问题
With CUDA, I'm trying to allocate arrays in a structure, but I'm having an issue and I don't know why. So here is a short code (stored in a file called struct.cuf
) that describe my problem. I'm compiling with the PGI 16.10 version
, and I'm using the following options : -O3 -Mcuda=cc60 -tp=x64 struct.cuf -o struct_out
module structure
contains
type mytype
integer :: alpha,beta,gamma
real,dimension(:),pointer :: a
end type mytype
type mytypeDevice
integer :: alpha,beta,gamma
real,dimension(:),pointer,device :: a
end type mytypeDevice
end module structure
program main
use cudafor
use structure
type(mytype) :: T(3)
type(mytypeDevice),device :: T_Device(3)
! For the host
do i=1,3
allocate(T(i)%a(10))
end do
T(1)%a=1; T(2)%a=2; T(3)%a=3
! For the device
print *, 'Everything from now is ok'
do i=1,3
allocate(T_Device(i)%a(10))
end do
!do i=1,3
! T_Device(i)%a=T(i)%a
!end do
end program main
The output error :
Everything from now is ok
Segmentation fault
What I am doing wrong here ?
The only solution I found (and working) is to stored the values in differents arrays and transfers them to the GPU, but it's very "Heavy". Mostly if I use a lot of structures like mytype.

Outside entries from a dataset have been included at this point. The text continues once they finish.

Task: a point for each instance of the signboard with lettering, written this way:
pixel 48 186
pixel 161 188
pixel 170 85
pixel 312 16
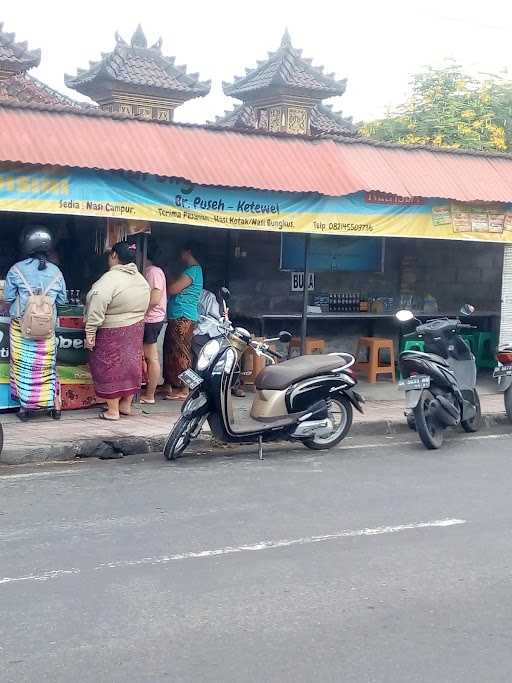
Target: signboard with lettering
pixel 142 197
pixel 298 282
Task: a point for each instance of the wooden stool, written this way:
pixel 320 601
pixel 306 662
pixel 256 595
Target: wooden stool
pixel 374 345
pixel 312 345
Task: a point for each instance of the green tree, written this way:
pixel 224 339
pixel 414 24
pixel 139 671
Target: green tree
pixel 449 108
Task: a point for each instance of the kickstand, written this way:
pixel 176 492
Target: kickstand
pixel 260 447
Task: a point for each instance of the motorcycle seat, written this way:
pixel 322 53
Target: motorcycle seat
pixel 279 377
pixel 428 356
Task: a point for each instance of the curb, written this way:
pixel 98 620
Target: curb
pixel 139 445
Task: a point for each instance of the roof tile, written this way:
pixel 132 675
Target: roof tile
pixel 286 68
pixel 335 167
pixel 16 57
pixel 138 65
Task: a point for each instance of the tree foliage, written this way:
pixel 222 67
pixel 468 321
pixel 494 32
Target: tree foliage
pixel 449 108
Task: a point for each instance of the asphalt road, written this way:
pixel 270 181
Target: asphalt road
pixel 376 562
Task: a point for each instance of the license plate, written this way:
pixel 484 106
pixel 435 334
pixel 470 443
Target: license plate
pixel 191 379
pixel 503 371
pixel 416 382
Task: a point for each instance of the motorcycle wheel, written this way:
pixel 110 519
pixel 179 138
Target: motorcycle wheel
pixel 179 438
pixel 475 423
pixel 429 430
pixel 508 403
pixel 341 413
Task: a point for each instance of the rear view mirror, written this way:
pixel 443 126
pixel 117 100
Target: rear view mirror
pixel 404 315
pixel 467 309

EDIT : Code has been modified to use Vladimir F's solution. If I remove the device
attribute from T_Device(3)
declaration, then allocation seems ok and giving values too (commented lines below allocation). But I need that device
attribute for T_Device(3)
, because I'm gonna use it in kernels.
Thanks !
回答1:
I think you need a device pointer
type mytype_device
...
real,dimension(:),pointer, device :: a
end type
Never used CUDA Fortran in my life, but it seems obvious enough to wager.
回答2:
The problem here is how you have declared T_Device
. To use host side allocation you first populate a host memory copy of the device structure, and then copy it to device memory. This:
type(mytypeDevice) :: T_Device(3)
do i=1,3
allocate(T_Device(i)%a(10))
end do
will work correctly. This is a very standard design pattern in C++ based CUDA code, and the principle here is identical.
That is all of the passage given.